Skip to content
Attività

The bull commodity markets return

    • Rome
    • 23 February 2011

          During this roundtable session, a number of factors were identified as contributing to the volatility in energy, agricultural commodity and food prices, including: the significant increase in demand from the major emerging countries, speculation in derivatives markets (and, more generally, the growing importance of the financial – as opposed to the real – economy), the management of energy production by many governments according to political criteria, and the increasing correlation between the (historically high) volatility of oil prices and that of other commodity prices. In the food sector, problems of access to commodities were also singled out as a determining factor, especially in respect of poorer countries. As regards the events currently unfolding in the Mediterranean region, the participants examined their potential short- to medium-term impact, especially on energy supplies. It was observed that the increase in food prices clearly helped trigger some of the popular unrest now being seen in the Arab world, confirming that the volatility of commodity prices presents a real strategic problem for the international community.

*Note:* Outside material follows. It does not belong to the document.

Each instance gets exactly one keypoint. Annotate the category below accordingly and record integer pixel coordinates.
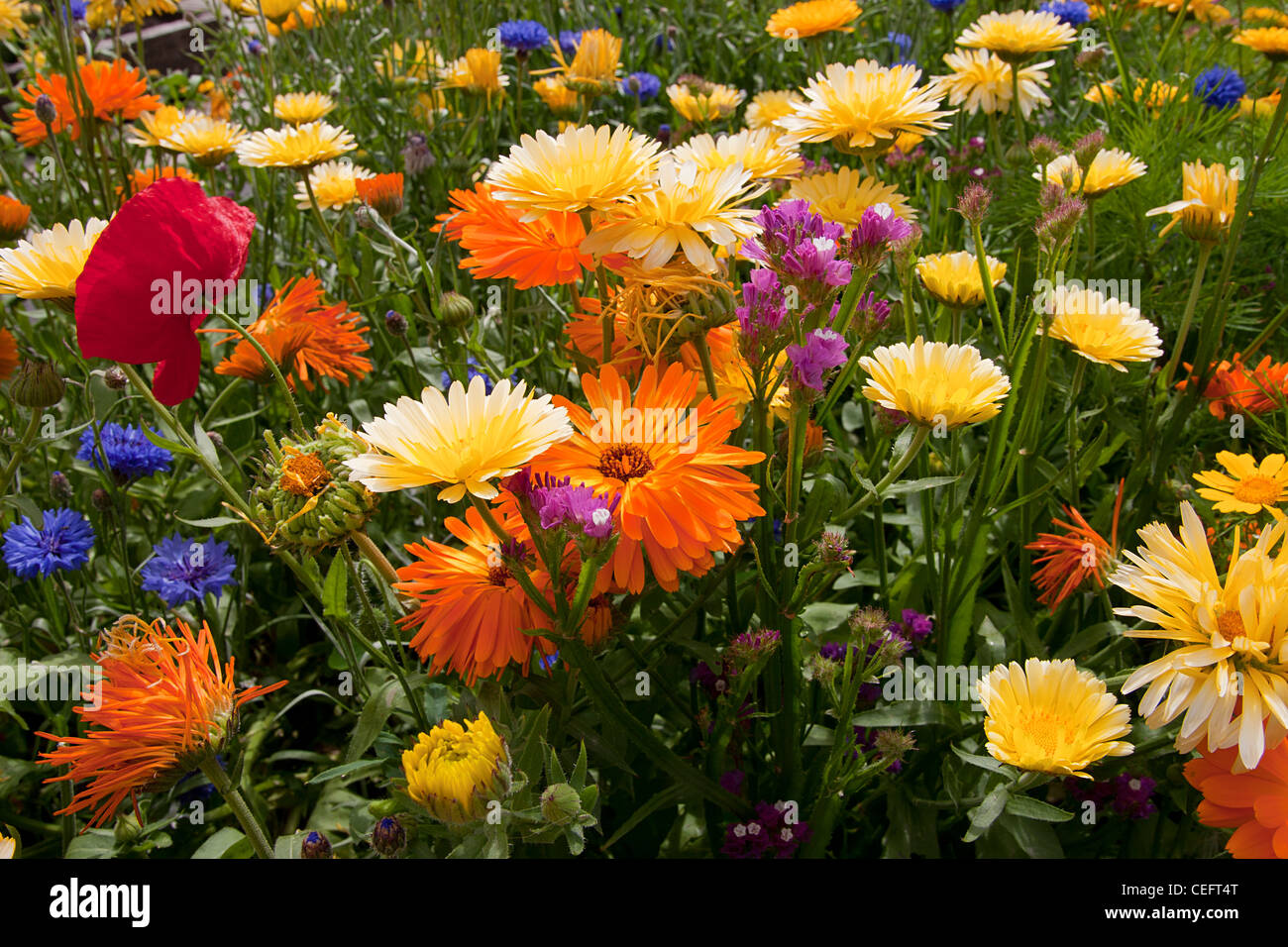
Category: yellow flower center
(1258, 489)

          The situation is further complicated by the highly uneven nature of the recovery underway, which sees price pressure coming from regions experiencing rapid growth, whilst difficulties persist in many other countries.

          Looking specifically at oil and gas, it was suggested that financialization (and the corollary reduction in real economic underpinnings) has certainly contributed to increasing volatility in recent years. In the case of oil, the price rises have also been due to the mounting costs of exploration and extraction in fields that are becoming increasingly difficult to access. In terms of gas, its price is partly decoupled from that of oil, also because gas markets still tend to be regional rather than global. It was nevertheless felt that the current price trends raise doubts as to the prospects of the move towards alternative energy sources, also considering the slow progress being made in the field of energy savings.

          Overall, the upshot of the debate was that the participants remained divided on the relative weight to be accorded to financial factors and to supply and demand factors as determinants of the strong fluctuations witnessed in commodity prices.